Dalil yang menunjukkan batilnya arah dan tempat bagi Allah disimpulkan dari perkataan guru kami dan perkataan para ulama lainnya ada dua hal: Pertama: seandainya arah berlaku bagi Allah itu berarti menafikan kesempurnaan Allah, padahal pencipta makhluk dengan kesempurnaan Dzat-Nya tidak membutuhkan sesuatu yang dengannya Allah menjadi tidak sempurna. Kedua: arah itu hanya ada dua kemungkinan qadim atau baharu, jika arah itu qadim itu akan mengantarkan pada dua hal yang mustahil; 1. Pada azal ada sesuatu selain Allah yang bersama-Nya, sedangkan dua hal yang qadim satu dengan yang lain tidak ada yang lebih layak menjadi tempat untuk yang lain, sehingga membutuhkan kepada Mukhashshish (yang menentukan mana yang menempati dan ditempati) sehingga pembicaraan dialihkan tentangnya dan sesuatu yang mengantarkan kepada kemustahilan adalah mustahil.”
Al Hafizh Ibnu Hajar al ‘Asqalani menegaskan:[6]

فَمُعْتَقَدُ سَلَفِ الأَئِمَّةِ وَعُلَمَاءِ السُّـنَّةِ مِنَ الْخَلَفِ أَنَّ اللهَ مُنَـزَّهٌ عَنِ الْحَرَكَةِ وَالتَّحَوُّلِ وَالْحُلُوْلِ، لَيْسَ كَمِثْلِهِ شَىْءٌ.

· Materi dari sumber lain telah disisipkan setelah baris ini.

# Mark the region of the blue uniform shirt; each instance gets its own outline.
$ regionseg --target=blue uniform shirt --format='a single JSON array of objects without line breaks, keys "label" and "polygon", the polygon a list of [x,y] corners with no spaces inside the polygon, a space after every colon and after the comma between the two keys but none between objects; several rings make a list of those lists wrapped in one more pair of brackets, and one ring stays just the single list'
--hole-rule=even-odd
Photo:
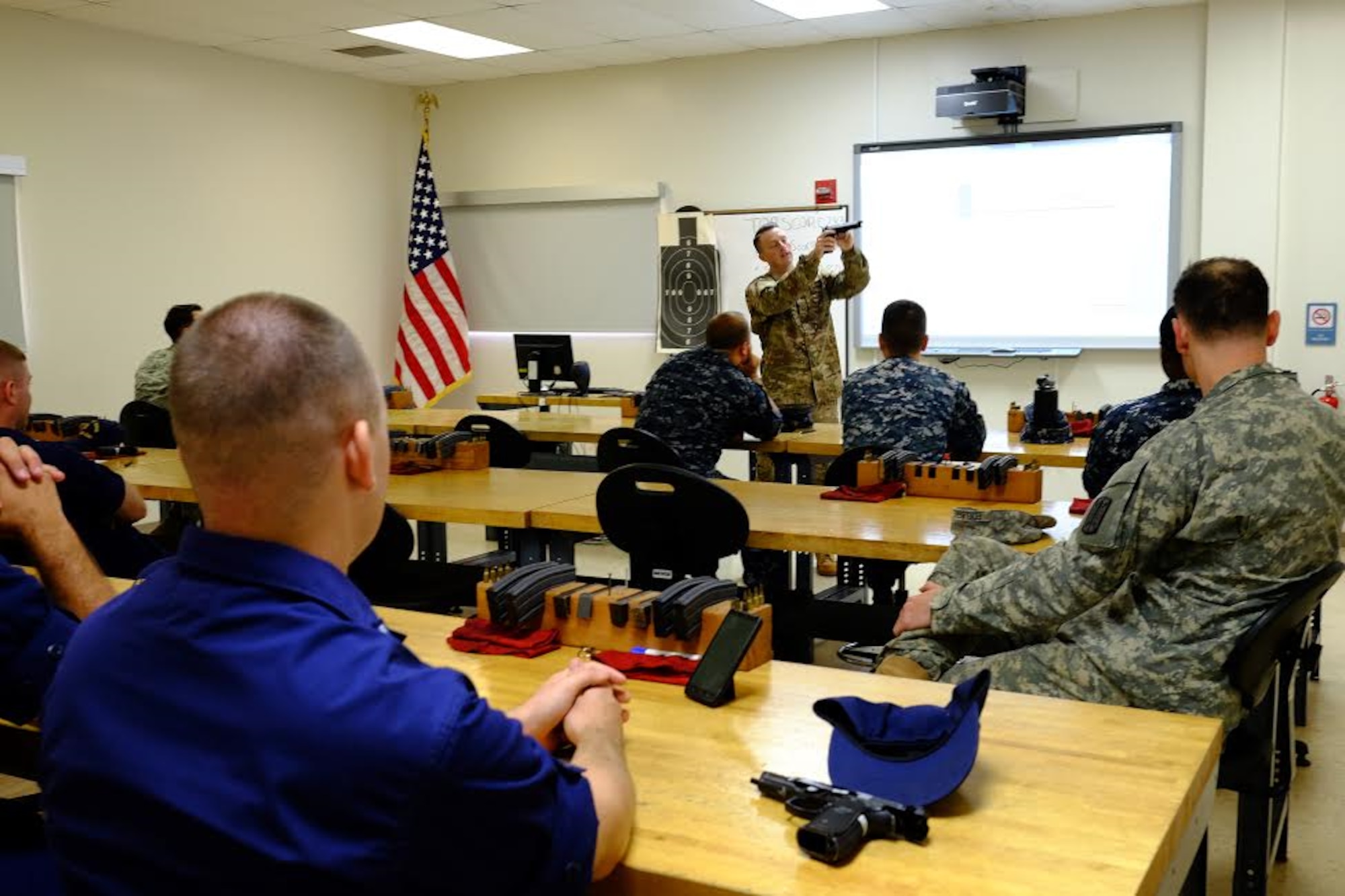
[{"label": "blue uniform shirt", "polygon": [[36,578],[0,557],[0,718],[22,725],[38,717],[74,630]]},{"label": "blue uniform shirt", "polygon": [[30,445],[42,463],[66,475],[65,482],[56,483],[61,510],[105,574],[136,578],[141,569],[164,556],[153,538],[117,519],[117,510],[126,498],[125,479],[63,441],[36,441],[17,429],[4,428],[0,436]]},{"label": "blue uniform shirt", "polygon": [[1135,456],[1139,447],[1163,426],[1190,417],[1200,404],[1200,386],[1173,379],[1151,396],[1112,405],[1093,428],[1084,460],[1084,490],[1095,498],[1112,474]]},{"label": "blue uniform shirt", "polygon": [[979,460],[986,421],[967,385],[915,358],[894,357],[846,377],[845,447],[888,445],[924,460]]},{"label": "blue uniform shirt", "polygon": [[581,893],[580,771],[335,566],[188,529],[75,632],[43,716],[69,893]]},{"label": "blue uniform shirt", "polygon": [[635,428],[672,445],[687,470],[709,476],[716,475],[724,447],[744,432],[773,439],[780,413],[765,389],[728,355],[702,346],[668,358],[654,371]]}]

Jadi keyakinan para ulama salaf dan ulama Ahlussunnah dari kalangan khalaf bahwa Allah maha suci dari bergerak, berpindah dan menempati makhluk, Allah tidak menyerupai semua makhluk.”
Ibnu al Mu’allim menyebutkan pernyataan al Imam asy-Syafi’i yang mengkafirkan orang yang meyakini bahwa Allah adalah duduk di atas ‘arsy:[7]

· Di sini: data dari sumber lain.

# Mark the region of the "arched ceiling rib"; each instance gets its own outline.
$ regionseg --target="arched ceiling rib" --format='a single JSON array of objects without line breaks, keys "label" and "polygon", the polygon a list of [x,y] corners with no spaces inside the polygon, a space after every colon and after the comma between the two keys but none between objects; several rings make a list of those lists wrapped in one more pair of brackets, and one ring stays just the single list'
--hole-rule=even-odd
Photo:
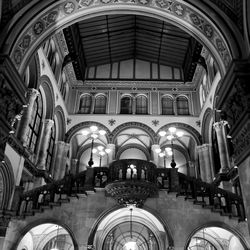
[{"label": "arched ceiling rib", "polygon": [[141,15],[103,15],[64,30],[76,77],[87,67],[139,59],[177,67],[192,81],[201,44],[180,28]]}]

وَهذَا يَنْظِمُ مَنْ كُفْرُهُ مُجمَعٌ عليهِ وَمَنْ كَفَّرْنَاهُ مِنْ أهلِ القِبْلَةِ كَالقَائِلِيْنَ بِخَلْقِ القُرْءَانِ وَبِأنَّـه لاَ يَعلَمُ الْمَعدومَاتِ قبلَ وجودِهَا وَمَنْ لاَ يُؤمِن بالقدَرِ، وَكَذَا مَنْ يَعْتَـقِدُ إِنَّ اللهَ جَالِسٌ عَلَى العَرْشِ كَمَا حَكَاهُ القَاضِيْ حُسَيْنٌ هُنَا عَنْ نَصِّ الشَّافِعِيِّ.

Ini mencakup orang yang kekafirannya disepakati (ijma’) dan seorang Ahlul Qiblah (orang yang bersyahadat dan sholat dan seterusnya) tetapi kita kafirkan seperti orang-orang yang meyakini bahwa al Qur’an dengan makna sifat Kalam Allah adalah makhluk, Allah tidak mengetahui segala sesuatu yang tidak ada sebelum adanya, orang yang tidak beriman kepada Qadar Allah, demikian juga orang yang meyakini bahwa Allah duduk di atas ‘arsy sebagaimana dinukil oleh al Qadli Husein di sini dari nash (penegasan langsung) asy-Syafi’i.”

Syekh Ibnu Hajar al al Haytami menyatakan:[8]

وَاعْلَمْ أَنَّ القَرَافِيَّ وَغَيْرَهُ حَكَوْا عَنِ الشَّافِعِيِّ وَمَالِكٍ وَأَحْمَدَ وَأَبِيْ حَنِيْفَةَ رَضِيَ اللهُ عَنْهُمْ القَوْلَ بِتَكْفِيْرِ القَائِلِيْنَ بِالْجِهَةِ وَالتَّجْسِيْمِ وَهُمْ حَقِيْقُوْنَ بِذلِكَ.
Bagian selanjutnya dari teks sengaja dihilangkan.